Lonceng jam kembali berdentang dari arah menara, membuat Molly berjingkat tersadar. Dia mengusap dada beberapa kali, melihat sekeliling dan mendapati dirinya sendirian di alun-alun sepi dan tertutup kabut. Tidak ingin berlama-lama, Molly memutuskan untuk mengabaikan apa yang barusan terjadi padanya dan berjalan pulang. Mungkin ini adalah bentuk hukuman dari alam, karena aku telah berbicara lancang pada orang asing.
Jalanan menuju ke rumah Molly terbilang cukup jauh. Ia harus melintasi kompleks perumahan dengan gang yang mirip labirin, taman desa yang saat ini tertutup kabut tebal, juga pusat perdagangan. Kakinya melangkah anggun dan halus saat melintasi genangan air di lantai batu jalan.
Beberapa Neverian—sebutan untuk penduduk desa Nevervale—juga terlihat terbalut dalam mantel tebal, berjalan melintasi jalanan yang berair, berlomba-lomba untuk kembali pulang dari tempat kerjanya. Suasana saat hujan memanglah tak meriah ataupun seramai ketika matahari bersinar, namun, selalu berhasil menciptakan ketenangan yang Molly sendiri kagumi.
Kini Molly tiba di pinggiran sungai. Tangannya mulai terasa membeku ketika dia menyusuri aliran air, melangkah menuju jembatan di kejauhan. Langit mendung berganti gelap menuju malam hari, saat ia berhasil mencapai jembatan utama penghubung desa sebelah timur. Matanya mengerjap perlahan saat melihat para prajurit desa menyalakan lampu-lampu jalanan dengan obor yang ditutup dengan penutup kaca. Cahayanya berpendar lembut sedikit temaram.

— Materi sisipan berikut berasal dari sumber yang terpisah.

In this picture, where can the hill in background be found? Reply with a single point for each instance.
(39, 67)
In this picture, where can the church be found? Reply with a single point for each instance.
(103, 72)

Setelah berjalan jauh, akhirnya Molly tiba di pinggiran desa. Lebih tepatnya di dekat hutan perbatasan yang memiliki sungai kecil. Tak jauh dari sana, berdiri sebuah rumah megah di tepi sungai yang berkilauan di bawah lampu jalan yang temaram, tempat ia tinggal sejak kecil.
Neverian yang pernah datang ke tempat ini menyebutkan, jika rumah Molly bagaikan sepotong dongeng yang hidup ke dunia nyata. Arsitekturnya, dengan atap melengkung dan jendela-jendela besar yang memancarkan kehidupan dan kehangatan, seolah menyambut siapa saja yang tersesat di dekat hutan. Jembatannya terbuat dari batu berwarna hitam, yang ayahnya sering katakan, kalau batu-batu itu diambil dari bengkel para kurcaci di Tanah Utama. Selain itu, jembatannya juga langsung terhubung dengan teras depan yang tak kalah megah dan rimbun.
Ketika berjalan lebih dekat lagi, bangunan rumah itu dikelilingi oleh tanaman rambat yang menjalar di bagian dinding-dinding. Daunnya bergoyang-goyang seraya dihantam oleh gerimis kecil, senada dengan gemericik air sungai yang mendayu-dayu.
Molly melepaskan mantelnya dan mengibaskannya untuk merontokkan air hujan. Rambut panjangnya separuh basah, bagian bawah roknya juga tak kalah berat akibat beban air. Dia meraih gagang pintu yang mirip tangkai tanaman rambat dari dunia dongeng, berwarna emas dan memiliki ukiran bunga mawar yang tampak hidup di bawah sinar api obor.
"Kau terlambat." Adalah sapaan pertama yang didengar oleh Molly ketika baru saja hendak melangkahkan kakinya ke anak tangga yang pertama.
Mata Molly melesat ke bagian dapur. Seorang wanita paruh baya berambut gelap tengah menggosok piring dan gelas pada bak cucian. Dari gerakan tangannya yang kasar, dan raut wajah yang cenderung ditekuk, tampaknya wanita tua itu dalam suasana hati yang tidak bagus.
"Selamat malam, bibi Joyce. Maaf, aku diharuskan untuk lembur hari ini," sapa Molly. Suaranya mengandung ketenangan dan sopan santun.
Bibi Joyce namanya, wanita yang telah merawat dan membesarkannya. Joyce senantiasa terlihat sinis, dingin, menekuk wajahnya, hingga menimbulkan banyak keriput di sekitar bagian mata dan kedua pipi.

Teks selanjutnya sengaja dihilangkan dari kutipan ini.